Problem Statement

You are given positive integers N and M. For each k=1,\ldots,N, solve the following problem.

• Problem: We will divide N people with ID numbers 1 through N into k non-empty groups. Here, people whose ID numbers are equal modulo M cannot belong to the same group.
  How many such ways are there to divide people into groups?
  Since the answer may be enormous, find it modulo 998244353.

Here, two ways to divide people into groups are considered different when there is a pair (x, y) such that Person x and Person y belong to the same group in one way but not in the other.

Constraints

• 2 \leq N \leq 5000
• 2 \leq M \leq N
• All values in input are integers.

Sample Input 1

4 2

Sample Output 1

0
2
4
1

People whose ID numbers are equal modulo 2 cannot belong to the same group. That is, Person 1 and Person 3 cannot belong to the same group, and neither can Person 2 and Person 4.

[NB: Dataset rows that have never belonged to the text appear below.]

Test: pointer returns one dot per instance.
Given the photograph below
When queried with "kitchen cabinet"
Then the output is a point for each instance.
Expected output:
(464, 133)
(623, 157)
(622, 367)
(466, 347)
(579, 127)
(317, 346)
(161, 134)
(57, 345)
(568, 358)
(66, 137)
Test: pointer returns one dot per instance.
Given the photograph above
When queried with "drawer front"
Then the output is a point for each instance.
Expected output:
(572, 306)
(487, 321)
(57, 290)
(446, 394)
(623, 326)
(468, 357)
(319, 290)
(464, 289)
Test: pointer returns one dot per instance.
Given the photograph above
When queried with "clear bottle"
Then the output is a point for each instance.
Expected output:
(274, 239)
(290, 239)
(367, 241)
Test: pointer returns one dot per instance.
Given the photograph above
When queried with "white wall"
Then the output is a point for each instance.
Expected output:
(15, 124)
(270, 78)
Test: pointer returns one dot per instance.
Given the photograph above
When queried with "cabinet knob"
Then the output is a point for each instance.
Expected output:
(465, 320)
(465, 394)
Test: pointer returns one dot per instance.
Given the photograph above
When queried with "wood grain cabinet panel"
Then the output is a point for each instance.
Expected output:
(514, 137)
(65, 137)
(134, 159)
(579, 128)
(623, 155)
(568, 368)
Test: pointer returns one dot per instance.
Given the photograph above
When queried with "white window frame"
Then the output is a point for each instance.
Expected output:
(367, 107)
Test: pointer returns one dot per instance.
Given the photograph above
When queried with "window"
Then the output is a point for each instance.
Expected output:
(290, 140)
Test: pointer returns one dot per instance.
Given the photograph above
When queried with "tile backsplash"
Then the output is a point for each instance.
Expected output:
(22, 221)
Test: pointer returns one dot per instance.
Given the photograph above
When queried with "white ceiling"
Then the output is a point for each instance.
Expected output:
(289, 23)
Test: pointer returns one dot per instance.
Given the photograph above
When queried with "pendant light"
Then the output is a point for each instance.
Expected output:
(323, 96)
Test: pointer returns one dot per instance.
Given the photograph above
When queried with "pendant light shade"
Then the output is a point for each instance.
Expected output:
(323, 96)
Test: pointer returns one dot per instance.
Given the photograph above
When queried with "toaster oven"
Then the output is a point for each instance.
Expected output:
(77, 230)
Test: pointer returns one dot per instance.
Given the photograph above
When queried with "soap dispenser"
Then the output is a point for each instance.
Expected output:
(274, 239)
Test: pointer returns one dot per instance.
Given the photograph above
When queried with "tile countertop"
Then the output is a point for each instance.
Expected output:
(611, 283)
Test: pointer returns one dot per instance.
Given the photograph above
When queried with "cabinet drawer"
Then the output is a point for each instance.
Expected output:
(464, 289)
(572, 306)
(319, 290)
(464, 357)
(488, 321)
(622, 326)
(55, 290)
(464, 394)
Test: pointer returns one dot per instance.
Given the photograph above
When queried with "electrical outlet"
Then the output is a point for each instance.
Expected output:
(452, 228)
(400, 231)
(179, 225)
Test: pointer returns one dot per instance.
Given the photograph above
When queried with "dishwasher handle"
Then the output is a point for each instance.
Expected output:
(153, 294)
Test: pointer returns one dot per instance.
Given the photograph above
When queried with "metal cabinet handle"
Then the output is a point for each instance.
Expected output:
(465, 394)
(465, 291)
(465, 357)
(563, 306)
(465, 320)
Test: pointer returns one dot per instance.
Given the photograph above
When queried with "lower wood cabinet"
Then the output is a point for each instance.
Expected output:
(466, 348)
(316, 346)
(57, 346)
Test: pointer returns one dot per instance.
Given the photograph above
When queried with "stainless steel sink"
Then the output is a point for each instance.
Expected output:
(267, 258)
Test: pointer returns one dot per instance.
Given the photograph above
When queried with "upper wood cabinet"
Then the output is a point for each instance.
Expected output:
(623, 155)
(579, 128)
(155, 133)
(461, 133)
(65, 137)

• There is no way to divide the four into one group.
• There are two ways to divide the four into two groups: \{\{1,2\},\{3,4\}\} and \{\{1,4\},\{2,3\}\}.
• There are four ways to divide the four into three groups: \{\{1,2\},\{3\},\{4\}\}, \{\{1,4\},\{2\},\{3\}\}, \{\{1\},\{2,3\},\{4\}\}, and \{\{1\},\{2\},\{3,4\}\}.
• There is one way to divide the four into four groups: \{\{1\},\{2\},\{3\},\{4\}\}.

Sample Input 2

6 6

Sample Output 2

1
31
90
65
15
1

You can divide them as you like.

Sample Input 3

20 5

Sample Output 3

0
0
0
331776
207028224
204931064
814022582
544352515
755619435
401403040
323173195
538468102
309259764
722947327
162115584
10228144
423360
10960
160
1

Be sure to find the answer modulo 998244353.